Thursday, August 6, 2009

Don't Look Away




This is partly inspired by Karen De Coster's commentary on an amazing piece of tediously conventional, anti-Southern trash.

At work this week a couple of co-workers were discussing their hatred of the Southern States. They talked of how awful and backward it was there, and how neither of them would ever want to live there. It was simple, unadulterated prejudice. I mean, there are things to dislike about the States of the old Confederacy, such as the current infatuation of Southerners with all things militaristic and the attachment to fundamentalist Christianity, but those are minor complaints compared to what's wrong with the rest of the country.

One of my friends recently moved to Birmingham, Alabama. She really likes it, and she is not a Southern girl by birth or anything else. We just got off the phone and she reported to me how nice the people are (for the most part) and how both blacks and whites treat her differently than the people where she used to live (outside the South). She was recently in a laundromat and ran out of money for the machines, and an African-American woman came up to her and said, "Here, Honey, I'll give you the change for your washing machine", and she did too.

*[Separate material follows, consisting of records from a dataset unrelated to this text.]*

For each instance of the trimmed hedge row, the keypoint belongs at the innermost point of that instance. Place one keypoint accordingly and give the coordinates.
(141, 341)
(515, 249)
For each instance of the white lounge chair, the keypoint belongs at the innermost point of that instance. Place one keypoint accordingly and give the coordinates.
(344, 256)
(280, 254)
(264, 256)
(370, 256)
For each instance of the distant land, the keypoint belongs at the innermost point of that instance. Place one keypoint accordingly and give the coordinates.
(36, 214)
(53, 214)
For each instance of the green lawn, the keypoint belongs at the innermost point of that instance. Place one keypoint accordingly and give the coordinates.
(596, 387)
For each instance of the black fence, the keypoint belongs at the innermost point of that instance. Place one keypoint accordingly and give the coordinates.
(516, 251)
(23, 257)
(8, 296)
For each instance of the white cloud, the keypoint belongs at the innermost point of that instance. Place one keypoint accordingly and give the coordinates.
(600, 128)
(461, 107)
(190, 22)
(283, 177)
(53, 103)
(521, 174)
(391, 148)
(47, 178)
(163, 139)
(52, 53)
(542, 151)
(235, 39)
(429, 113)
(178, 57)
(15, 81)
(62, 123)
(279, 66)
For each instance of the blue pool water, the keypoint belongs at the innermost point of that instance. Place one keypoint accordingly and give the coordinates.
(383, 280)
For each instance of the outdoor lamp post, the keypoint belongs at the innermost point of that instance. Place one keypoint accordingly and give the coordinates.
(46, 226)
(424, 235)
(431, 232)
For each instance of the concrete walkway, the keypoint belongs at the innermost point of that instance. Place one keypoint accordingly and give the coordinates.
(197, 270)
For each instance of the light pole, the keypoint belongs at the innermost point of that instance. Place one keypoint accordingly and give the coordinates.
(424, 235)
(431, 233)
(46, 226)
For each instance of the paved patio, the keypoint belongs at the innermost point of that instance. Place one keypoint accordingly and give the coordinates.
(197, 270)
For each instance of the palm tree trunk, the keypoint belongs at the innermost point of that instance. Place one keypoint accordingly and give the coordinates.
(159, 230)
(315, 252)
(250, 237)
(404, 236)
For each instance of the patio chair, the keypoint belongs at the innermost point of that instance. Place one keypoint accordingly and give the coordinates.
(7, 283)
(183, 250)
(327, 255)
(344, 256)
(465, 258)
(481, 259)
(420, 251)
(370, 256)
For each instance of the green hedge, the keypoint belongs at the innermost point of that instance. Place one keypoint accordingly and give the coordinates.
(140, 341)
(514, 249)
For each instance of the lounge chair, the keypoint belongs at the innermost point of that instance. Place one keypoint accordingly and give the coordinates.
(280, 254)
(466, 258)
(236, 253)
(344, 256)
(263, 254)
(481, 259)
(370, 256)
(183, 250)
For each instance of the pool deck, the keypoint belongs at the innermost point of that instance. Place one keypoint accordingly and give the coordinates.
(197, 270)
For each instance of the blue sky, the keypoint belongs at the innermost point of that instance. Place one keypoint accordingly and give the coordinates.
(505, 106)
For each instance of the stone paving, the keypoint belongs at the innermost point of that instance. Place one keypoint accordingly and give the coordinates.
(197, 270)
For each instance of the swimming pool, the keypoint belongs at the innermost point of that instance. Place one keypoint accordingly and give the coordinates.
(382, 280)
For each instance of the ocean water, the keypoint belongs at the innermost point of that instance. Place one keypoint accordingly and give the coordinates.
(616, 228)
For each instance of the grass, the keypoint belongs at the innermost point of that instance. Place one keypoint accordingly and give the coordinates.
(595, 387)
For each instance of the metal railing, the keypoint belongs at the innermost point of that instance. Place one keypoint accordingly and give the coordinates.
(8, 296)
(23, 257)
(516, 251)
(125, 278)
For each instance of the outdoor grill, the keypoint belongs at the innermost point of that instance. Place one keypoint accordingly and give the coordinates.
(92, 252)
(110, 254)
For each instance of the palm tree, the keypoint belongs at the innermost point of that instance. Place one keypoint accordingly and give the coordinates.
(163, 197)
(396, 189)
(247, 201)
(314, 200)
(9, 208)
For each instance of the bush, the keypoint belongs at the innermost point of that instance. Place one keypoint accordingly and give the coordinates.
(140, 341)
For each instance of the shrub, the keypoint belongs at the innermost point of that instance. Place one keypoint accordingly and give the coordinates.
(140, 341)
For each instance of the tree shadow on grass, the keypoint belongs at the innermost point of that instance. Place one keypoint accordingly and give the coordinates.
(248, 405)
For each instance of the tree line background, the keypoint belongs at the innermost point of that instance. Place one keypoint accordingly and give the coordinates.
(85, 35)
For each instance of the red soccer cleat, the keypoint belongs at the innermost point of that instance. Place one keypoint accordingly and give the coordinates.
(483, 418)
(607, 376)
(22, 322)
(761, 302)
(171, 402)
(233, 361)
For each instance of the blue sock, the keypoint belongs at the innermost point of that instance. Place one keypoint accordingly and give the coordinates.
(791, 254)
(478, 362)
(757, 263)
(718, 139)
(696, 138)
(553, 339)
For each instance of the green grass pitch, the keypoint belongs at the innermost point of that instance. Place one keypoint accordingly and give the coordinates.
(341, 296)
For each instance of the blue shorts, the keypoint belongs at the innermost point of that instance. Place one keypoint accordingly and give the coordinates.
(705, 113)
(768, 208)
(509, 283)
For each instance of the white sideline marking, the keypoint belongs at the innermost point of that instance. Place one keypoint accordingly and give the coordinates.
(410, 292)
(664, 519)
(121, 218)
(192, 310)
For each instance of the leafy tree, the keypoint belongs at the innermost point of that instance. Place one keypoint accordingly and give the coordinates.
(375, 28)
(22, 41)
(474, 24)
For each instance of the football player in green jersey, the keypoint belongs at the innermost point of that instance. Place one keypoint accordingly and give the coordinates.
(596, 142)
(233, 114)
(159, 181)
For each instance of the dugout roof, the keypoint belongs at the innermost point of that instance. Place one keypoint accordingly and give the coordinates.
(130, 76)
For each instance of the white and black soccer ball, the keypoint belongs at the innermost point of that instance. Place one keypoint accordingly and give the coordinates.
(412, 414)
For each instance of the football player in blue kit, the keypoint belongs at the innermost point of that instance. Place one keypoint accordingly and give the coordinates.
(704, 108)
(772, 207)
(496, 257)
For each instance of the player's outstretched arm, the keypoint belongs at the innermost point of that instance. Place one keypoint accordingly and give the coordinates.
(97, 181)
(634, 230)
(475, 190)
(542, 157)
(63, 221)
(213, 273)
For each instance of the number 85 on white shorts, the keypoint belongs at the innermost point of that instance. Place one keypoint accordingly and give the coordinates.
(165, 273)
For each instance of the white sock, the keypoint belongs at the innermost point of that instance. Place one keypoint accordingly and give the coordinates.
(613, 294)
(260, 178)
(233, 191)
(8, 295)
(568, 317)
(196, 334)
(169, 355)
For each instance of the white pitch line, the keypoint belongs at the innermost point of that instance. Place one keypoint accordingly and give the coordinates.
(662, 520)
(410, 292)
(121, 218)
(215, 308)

From my own experience in dealing with people across the country as part of my job, I have to honestly report that the nastiest, meanest, angriest and hardest to deal with are those damn Yankees, and I'm talking about people from states like New York, New Jersey, and Massachusetts. When someone gives me trouble, it's usually a person from the Northeast. Southerners, on the other hand, are the exact opposite. They are invariably kind and courteous, and even when bothered by something, they are bothered in a pleasant manner. In fact (and I'm not exaggerating) I've never spoken to someone from North or South Carolina, Alabama, or Georgia that hasn't been warm and friendly to me. The one exception is Florida, but I'd guess that's for its own reasons, including the many Northern transplants and retirees from states like New York that live there (and a lot of them are New Yorkers who've come to Florida with that nasty disposition intact).

As far as segregation and racism goes, I've seen more of it outside the South than in it. As a child, I never recall seeing black kids in school (and yes, I went to public schools almost exclusively) until, that is, I moved to the South with my mom and her second husband. Suddenly black kids were everywhere (they made up at least 50% of the elementary school I was enrolled in at the time) and for the first time in my young life I got to interact with kids of another color.

When I later went to California to live with my dad, suddenly there was one lonely black boy in my class. He may have been the only African-American child in the entire school. Our teacher, a guy who rode a motorcycle to work and liked to wear leather jackets, was reading to us Mark Twain's The Adventures of Huckleberry Finn. I loved reading time and looked forward to each session, listening to the teacher narrating in Huck's voice. The only thing I couldn't figure out was why my copy at home of Huckleberry Finn used the word nigger in every place our teacher's copy used the word slave. When the little black boy moved away and left the class about half way through the reading of Huck Finn, it became clear.

"Now we can say 'nigger' again" Teacher announced to laughter at the next chapter reading post-black kid.


When the struggle for Southern independence was crushed by the tyrant Lincoln and his War of Northern Aggression, it was a true tragedy. But if the South ever rises again (and I've a feeling it will) it may be the answer to ending Federal control of all of our lives. There is now no longer just "fringe" talk of secession, but serious consideration of it among even elected officials, and if the Old Confederacy were to become a New Confederacy (or even a bunch of independent nations, such as a new Republic of Texas) I would move there without hesitation, just to get the yoke of Federal Government oppression off my neck. Lincoln didn't free the slaves, he just created a different kind of slave and a new and horrifying form of slavery, which we continue to suffer from to this day.